3.2 Expanding Commercial Portfolio (Slide 29)

Phase 2 of our Marina Bay Financial Centre is completed. Occupancy has reached a creditable 70%. Together with MBFC Phase 1 and the Ocean Financial Centre, we command approximately 260,000 sm of new office space in the Central Business District of Singapore. We now have more than 400,000 sm of office, retail and serviced apartments under development in prime city centre locations in the region.

.

3.3 Growing Fee-based Business (Slide 30)

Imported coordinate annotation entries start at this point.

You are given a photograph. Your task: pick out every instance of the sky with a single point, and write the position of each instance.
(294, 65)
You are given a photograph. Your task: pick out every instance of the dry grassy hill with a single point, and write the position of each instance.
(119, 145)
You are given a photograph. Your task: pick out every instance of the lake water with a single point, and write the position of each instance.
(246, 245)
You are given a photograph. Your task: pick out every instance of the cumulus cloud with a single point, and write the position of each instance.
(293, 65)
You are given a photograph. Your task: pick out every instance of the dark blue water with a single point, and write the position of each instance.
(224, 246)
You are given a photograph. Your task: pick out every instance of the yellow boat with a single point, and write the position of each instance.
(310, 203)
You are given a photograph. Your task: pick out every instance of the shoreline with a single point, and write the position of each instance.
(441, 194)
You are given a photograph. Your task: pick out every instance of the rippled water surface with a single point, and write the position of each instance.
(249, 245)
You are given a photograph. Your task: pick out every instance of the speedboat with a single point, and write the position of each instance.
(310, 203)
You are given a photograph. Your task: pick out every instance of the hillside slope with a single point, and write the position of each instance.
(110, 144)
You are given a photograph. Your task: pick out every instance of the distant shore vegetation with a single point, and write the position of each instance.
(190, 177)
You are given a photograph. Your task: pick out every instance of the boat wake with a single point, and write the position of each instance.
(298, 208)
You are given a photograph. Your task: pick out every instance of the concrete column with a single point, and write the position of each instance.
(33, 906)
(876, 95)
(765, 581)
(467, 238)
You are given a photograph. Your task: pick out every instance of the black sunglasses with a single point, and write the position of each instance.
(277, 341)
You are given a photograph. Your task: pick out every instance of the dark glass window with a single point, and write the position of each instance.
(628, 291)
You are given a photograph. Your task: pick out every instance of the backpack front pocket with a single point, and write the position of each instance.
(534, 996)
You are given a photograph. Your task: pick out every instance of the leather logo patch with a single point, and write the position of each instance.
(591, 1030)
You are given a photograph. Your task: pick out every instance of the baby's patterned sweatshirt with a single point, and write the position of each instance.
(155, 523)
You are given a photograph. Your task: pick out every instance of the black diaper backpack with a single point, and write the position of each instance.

Our fee-based fund management business continues to produce good results with total assets under management of S$15.1 billion. KReit continues to make DPU accretive acquisitions and has improved the average committed occupancy of its prime office portfolio to 97%. Alpha continues to make selective and attractive investments, whilst harvesting some of its existing holdings to produce good returns for its investors.

4. Outlook (Slide 31)

As our CEO has pointed out, the world economy and financial markets remain in a state of flux. How do we position ourselves in such an environment? We need to continue to execute well, and focus our attention on markets and businesses where we have proven core competence. With the credit markets still open and still relatively benign, the Group has issued a total of S$900 million of long dated bonds under our various MTN programs since the beginning of this year. We have diversified our source of funding and lengthened our weighted average maturity of our loan book from 35 months to 52 months. Committed lines have also been secured from some of our lenders. We are well placed to fund our working capital requirements, continue to make the necessary investments in our existing businesses such as R&D and productivity improvements. We will also maintain sufficient liquidity and balance sheet capacity to take advantage of good opportunities that may emerge in our core businesses and their close adjacencies. We remain steadfast in our goal to produce good sustainable profits for our shareholders.